If the variable is not decomposed across processes using put_var might be worth trying out (but again depends on how large the variable is etc) @jsbamboo : Can you try increasing the SCORPIO cache buffer size limit first and see if it helps (./xmlchange PIO_BUFFER_SIZE_LIMIT=134217728 ; Setting the buffer size to 128MB)?
@jayeshkrishna If I understand correctly, the variable is relatively small. Probably a few hundred doubles worth of data.
@jsbamboo btw, clicking on the links in your message takes me to the server page with all the yamls, but clicking on the yamls to download/open them gives me a "Forbidden You don't have permission to access this resource." error.
thanks for the suggestions! @bartgol yes 1x1's n_b is 1. thanks for letting me the permission issue - could you please try it again?
@jayeshkrishna the new O34 test with PIO_BUFFER_SIZE_LIMIT=134217728 is a little bit slower than the original O34: 8.645 vs. 8.018 compute hours (the small difference in speed may be due to variations in the node conditions on dane)

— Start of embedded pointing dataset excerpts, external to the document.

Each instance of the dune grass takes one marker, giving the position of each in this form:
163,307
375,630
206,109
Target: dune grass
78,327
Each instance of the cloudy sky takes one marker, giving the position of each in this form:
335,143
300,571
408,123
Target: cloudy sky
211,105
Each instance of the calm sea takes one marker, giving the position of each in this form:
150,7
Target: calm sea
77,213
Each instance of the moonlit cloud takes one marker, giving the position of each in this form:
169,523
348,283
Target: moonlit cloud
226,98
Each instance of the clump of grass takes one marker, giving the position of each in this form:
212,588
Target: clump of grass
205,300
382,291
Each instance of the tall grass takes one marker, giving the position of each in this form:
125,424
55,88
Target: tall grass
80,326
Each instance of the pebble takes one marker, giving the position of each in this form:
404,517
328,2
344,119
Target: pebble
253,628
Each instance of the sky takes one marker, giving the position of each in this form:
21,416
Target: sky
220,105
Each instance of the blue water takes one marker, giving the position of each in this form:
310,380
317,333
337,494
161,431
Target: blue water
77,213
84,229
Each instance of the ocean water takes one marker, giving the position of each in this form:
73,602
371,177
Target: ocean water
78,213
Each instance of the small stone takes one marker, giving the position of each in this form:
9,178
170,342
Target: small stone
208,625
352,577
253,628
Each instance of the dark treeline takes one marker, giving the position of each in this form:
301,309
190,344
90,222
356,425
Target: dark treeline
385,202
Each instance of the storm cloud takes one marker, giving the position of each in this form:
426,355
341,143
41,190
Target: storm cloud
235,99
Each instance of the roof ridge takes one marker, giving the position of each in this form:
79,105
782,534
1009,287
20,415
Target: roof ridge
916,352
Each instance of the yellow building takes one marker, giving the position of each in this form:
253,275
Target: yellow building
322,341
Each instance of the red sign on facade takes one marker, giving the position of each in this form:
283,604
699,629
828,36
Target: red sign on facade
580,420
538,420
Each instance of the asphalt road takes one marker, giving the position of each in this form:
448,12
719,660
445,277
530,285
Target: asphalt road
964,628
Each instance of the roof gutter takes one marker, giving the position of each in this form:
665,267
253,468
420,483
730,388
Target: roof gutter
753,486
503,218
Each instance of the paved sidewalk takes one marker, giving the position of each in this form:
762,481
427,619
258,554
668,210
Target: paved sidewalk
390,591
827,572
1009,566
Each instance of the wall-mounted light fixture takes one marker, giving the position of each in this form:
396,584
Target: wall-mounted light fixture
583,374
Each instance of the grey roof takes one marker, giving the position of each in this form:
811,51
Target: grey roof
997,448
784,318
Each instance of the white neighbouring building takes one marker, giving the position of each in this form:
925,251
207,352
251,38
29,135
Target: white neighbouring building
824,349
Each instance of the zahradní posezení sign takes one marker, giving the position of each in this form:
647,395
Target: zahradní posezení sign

please see the timers and env_run.xml files for both tests at the NERSC gateway link below: 034 timer 034 128M timer
@jayeshkrishna to clarify a bit the situation, here we probably have a case where we have a "decomp" where ALL array entries are on one rank. E.g., assume we output the column that is the closest to a given lat/lon, which will give an array that is exclusively on one rank. In this case, what do you recommend we do? Should we use PIOc_write_darray, PIOc_put_var, or something else?